Полин стояла, лениво прислонившись к забору, облокотившись о перекладину между двумя столбами. Только что она поставила в духовку бисквитный пирог и теперь вычищала из-под ногтей муку. Вдруг она услыхала, как кто-то насвистывает у нее за спиной. Быстрые, высокие переливы: так свистят черные парни, когда подметают, копают или просто идут по своим делам. Нечто вроде уличной музыки, где злость отступает перед смехом, а радость коротка и открыта, как лезвие перочинного ножа. Она внимательно слушала музыку и позволила себе улыбнуться. Мелодия слышалась все ближе, но она не оборачивалась, потому что хотела дослушать до конца. Улыбаясь себе и удерживаясь от всплеска грустных мыслей, она вдруг почувствовала, как кто-то щекочет ей ногу. Она громко засмеялась и обернулась. Свистун склонился, щекоча пятку на покалеченной ноге и целуя ее в лодыжку. Она смеялась, пока он не посмотрел на нее, и она увидела, как солнце Кентукки смешивается с желтизной глаз Чолли Бридлоу.
«
Полин и Чолли любили друг друга. Казалось, он наслаждался ее обществом, даже радовался ее деревенскому поведению и отсутствию представлений о городской жизни. Он говорил с ней о ноге, спрашивал, когда они гуляли по городу или в полях, не устала ли она. Вместо того, чтобы не обращать внимания на этот физический недостаток, притворясь, что его не существует, он вел себя так, словно это было нечто особенное и дорогое для него. Впервые Полин почувствовала, что ее нога представляет некоторую ценность.

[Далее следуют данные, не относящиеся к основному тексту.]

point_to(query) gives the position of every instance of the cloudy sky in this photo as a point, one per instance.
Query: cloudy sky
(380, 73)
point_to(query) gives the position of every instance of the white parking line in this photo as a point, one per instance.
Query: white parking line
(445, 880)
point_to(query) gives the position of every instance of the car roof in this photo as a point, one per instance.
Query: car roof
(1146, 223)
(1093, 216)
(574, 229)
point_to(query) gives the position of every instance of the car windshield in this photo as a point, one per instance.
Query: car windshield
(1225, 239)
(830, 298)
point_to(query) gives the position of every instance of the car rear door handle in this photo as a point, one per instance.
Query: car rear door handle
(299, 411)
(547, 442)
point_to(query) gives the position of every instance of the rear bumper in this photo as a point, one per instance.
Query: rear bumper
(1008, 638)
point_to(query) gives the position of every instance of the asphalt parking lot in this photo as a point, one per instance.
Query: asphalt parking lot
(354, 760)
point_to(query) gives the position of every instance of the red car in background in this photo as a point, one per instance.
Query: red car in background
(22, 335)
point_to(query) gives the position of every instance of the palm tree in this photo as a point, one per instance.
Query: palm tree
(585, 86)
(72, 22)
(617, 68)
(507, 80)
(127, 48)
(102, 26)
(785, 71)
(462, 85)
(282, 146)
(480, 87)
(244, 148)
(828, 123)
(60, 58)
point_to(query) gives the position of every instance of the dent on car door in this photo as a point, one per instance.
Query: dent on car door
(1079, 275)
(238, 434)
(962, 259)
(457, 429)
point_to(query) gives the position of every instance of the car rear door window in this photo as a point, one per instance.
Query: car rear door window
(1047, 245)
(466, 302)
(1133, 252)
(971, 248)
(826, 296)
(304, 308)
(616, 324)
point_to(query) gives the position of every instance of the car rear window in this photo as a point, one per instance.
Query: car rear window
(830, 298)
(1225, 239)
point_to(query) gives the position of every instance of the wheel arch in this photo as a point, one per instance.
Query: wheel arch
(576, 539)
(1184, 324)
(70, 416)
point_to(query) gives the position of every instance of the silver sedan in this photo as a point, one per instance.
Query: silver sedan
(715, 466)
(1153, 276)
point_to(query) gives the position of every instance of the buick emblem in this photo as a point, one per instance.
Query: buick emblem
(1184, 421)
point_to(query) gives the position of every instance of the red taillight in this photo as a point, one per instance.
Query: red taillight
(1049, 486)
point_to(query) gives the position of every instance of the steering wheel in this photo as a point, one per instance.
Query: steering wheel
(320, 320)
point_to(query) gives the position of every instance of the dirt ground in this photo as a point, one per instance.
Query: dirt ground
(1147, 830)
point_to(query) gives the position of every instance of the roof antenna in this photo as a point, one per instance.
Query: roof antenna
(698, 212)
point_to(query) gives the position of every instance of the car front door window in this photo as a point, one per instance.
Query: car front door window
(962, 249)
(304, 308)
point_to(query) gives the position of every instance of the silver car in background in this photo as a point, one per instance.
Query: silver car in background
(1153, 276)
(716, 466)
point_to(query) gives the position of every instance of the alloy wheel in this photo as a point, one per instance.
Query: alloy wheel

И он касался ее, решительно и нежно, как она и мечтала. Не было только мрачного заката и пустынных речных берегов. Она была благодарной и спокойной; он же был добрым и веселым. Она и не подозревала, что в мире может быть столько веселья.
Они решили пожениться и уехать на север, где, по словам Чолли, требовались рабочие на заводы. Молодые, любящие, полные сил, они приехали в Лорейн, в штат Огайо. Чолли быстро нашел работу на заводе, а Полин занялась домашним хозяйством.
И вдруг она потеряла передний зуб. Но до этого должно было возникнуть пятнышко, маленькое коричневое пятнышко, которое легко было спутать с едой, но которое не исчезало, присосавшись к эмали на несколько месяцев, и росло, пока не пробилось сквозь нее, не добралось до внутреннего слоя и в конце концов съело корень, не тронув нерва, а потому его присутствие ничем себя не выдало. Потом ослабевшие корни, привыкшие к яду, отреагировали на тяжелое давление, и зуб выпал, оставив острый обломок. Однако еще до того пятнышка должно было случиться то, что способствовало его появлению.
Что же могло пойти не так в молодом, растущем городке в Огайо, где даже окраинные улицы были покрыты асфальтом, где поблизости раскинулось тихое голубое озеро, а жители гордились соседством с Оберлином, одной из станций Подземной железной дороги, находящейся всего в тринадцати милях к востоку, кипящим котлом на краю Америки рядом с холодной, но привлекательной Канадой?